The Problem with Online Businesses is that they’re not real.
Worse, at the moment? Very few people have spare cash lying around that they’re willing to spend on something fake.
^ That is the extent of my answer, and you could stop reading here if you liked and still have a fairly complete picture of my opinion here. I’ll also walk you through why I came to this conclusion.
2007-2009, When I first began my business journey.
Back in the day online business was the new thing. Everyone had a blog and some of them were even good. You’d go around several blogs just commenting and you’d do your best to post daily. Daily posts weren’t exactly “good” as a rule, but it didn’t matter because it was the start of the content creation boom and getting eyeballs was fairly easy if you could string sentences together.
An interesting thing started happening; people started businesses around helping other people get better at blogging, marketing, and business. It was also the time of the Life Coach. Lots of people we take for granted as household names now (at least, in the internet space) were just starting out or becoming popular.
A new type of business was king, then. You didn’t need a business plan or any of those stuffy traditional methods of marketing, sales, and operations. You just showed up and it rained money. Sometimes, anyway. Luck was a factor, personality was a factor, and getting attention was key.
Social Media
Fast forward some and Facebook appeared. Twitter. LinkedIn. Etc. Internet business people moved onto those platforms as well, blog posts got better because people would take more time over them and try to do something interesting. Daily social media became the new battle cry. Multiple times daily if you could stomach it.
People didn’t even remember “old” business practice by then. Besides there were so many “good” courses on starting a business, and it wasn’t that hard to be a service provider. Money flowed, and if you happened to be good at something, you could make a ton of it.
Businesses Serving Businesses Serving Businesses
What happens when you get a bunch of online entrepreneurs together making money quickly and not knowing what to do with it?
You get a lot of businesses appearing to serve those entrepreneurs.
Some were useful. Accounting, Bookkeeping, Graphics, Web Development (I have a separate rant on web design), anything that needed you to have a specialist set of skills to administer was great. These people did really well.

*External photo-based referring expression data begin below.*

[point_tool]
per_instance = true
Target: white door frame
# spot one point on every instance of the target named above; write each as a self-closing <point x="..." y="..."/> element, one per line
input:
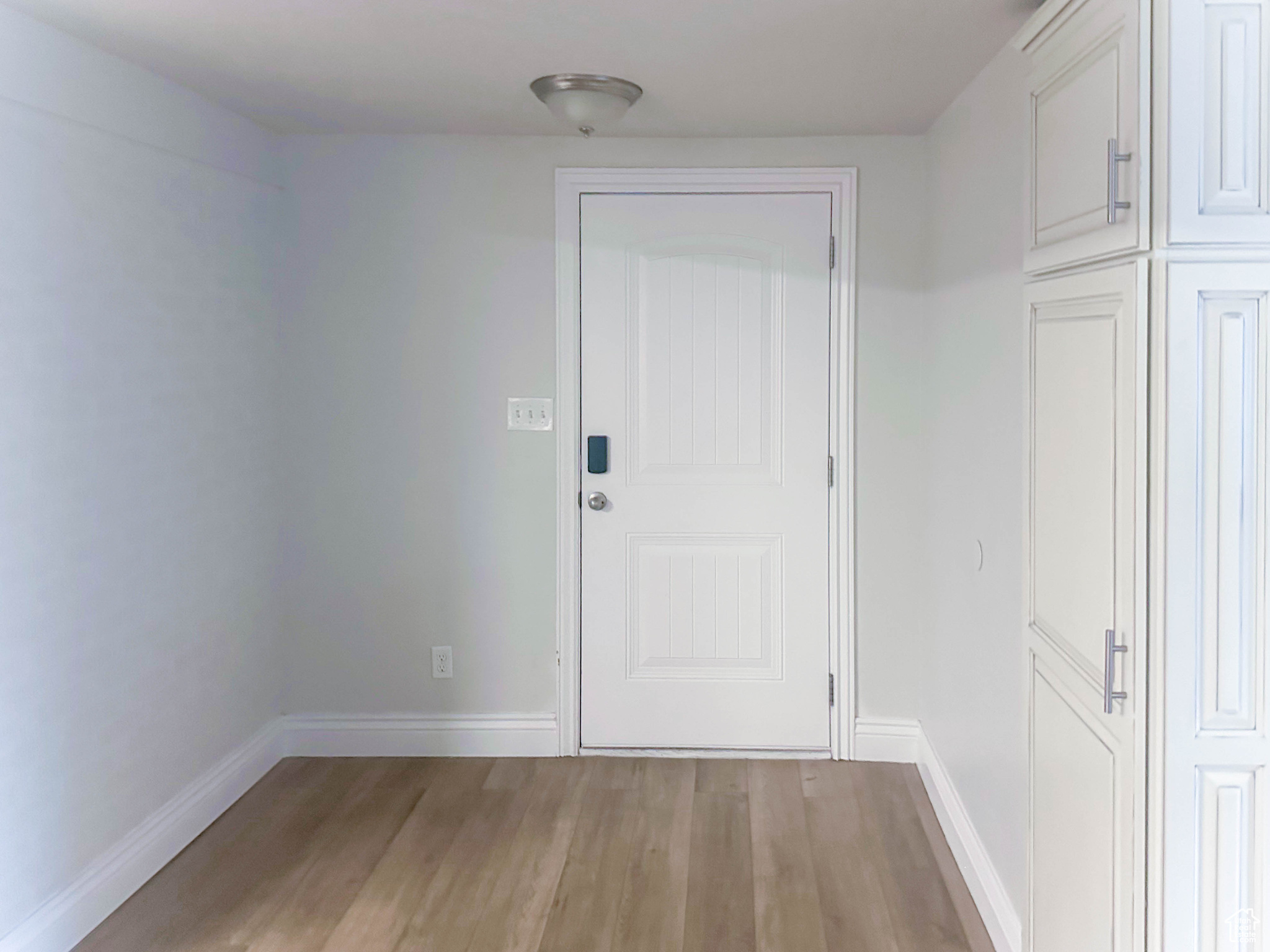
<point x="571" y="186"/>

Some centred around training various aspects of business. Marketing, Sales, Social Media, Newsletters, Course Design, Coaching, and so on. Some were good, others were… not. It was a bit more murky. Unfortunately, if you went to one of these courses or coaches and it didn’t work for you? There was a culture of “Oh, you must not have been trying hard enough/your mindset was off/you didn’t really want it.” So then you had the beginnings of the train > fail > train conveyer belt.
Now.
What happens when people can’t afford to support that conveyer belt any more?
A couple of interesting things. First, the less skilled trainers and service providers start to struggle. Then fold. Next the moderately good ones start having difficulty finding people. If they have much in the way of business skills (the old kind), they’re probably going to be fine with some adjustments. People teaching old style business skills will probably still be fine, and their market cleared up considerably.
If your methods/service/products/whatever actually work well, then you’re likely to still be fine. If they do not work or only kind of work ish for certain people then the chances of that business folding are high.
Basically, you have to actually be good to succeed when circumstances are hard.
What has that to do with online businesses?
Simply put, many of them aren’t good. For a number of years you were able to start up alone, with only the vaguest of plans, and expect to make some sort of money for your time. You didn’t have to speak to people in person, there wasn’t a need to even consider funding, and your local chamber of commerce was an “optional extra.”
Basically, you didn’t have to be a business. You could be a hobby, you could dabble, you could flail around and change what you’re doing every few months. That was before.
That’s not true now.
Now you need a solid foundation. To talk to people (clients, investors, peers, locals, press, etc). To have a plan and even somewhat follow the plan. To pay attention and make adjustments. To build something tangible, worth having, worth investing in, and ultimately worth believing in.
In short, you now have to be a business. Even on the internet.
And having a business is a lot harder than we’ve been led to believe over the last decade.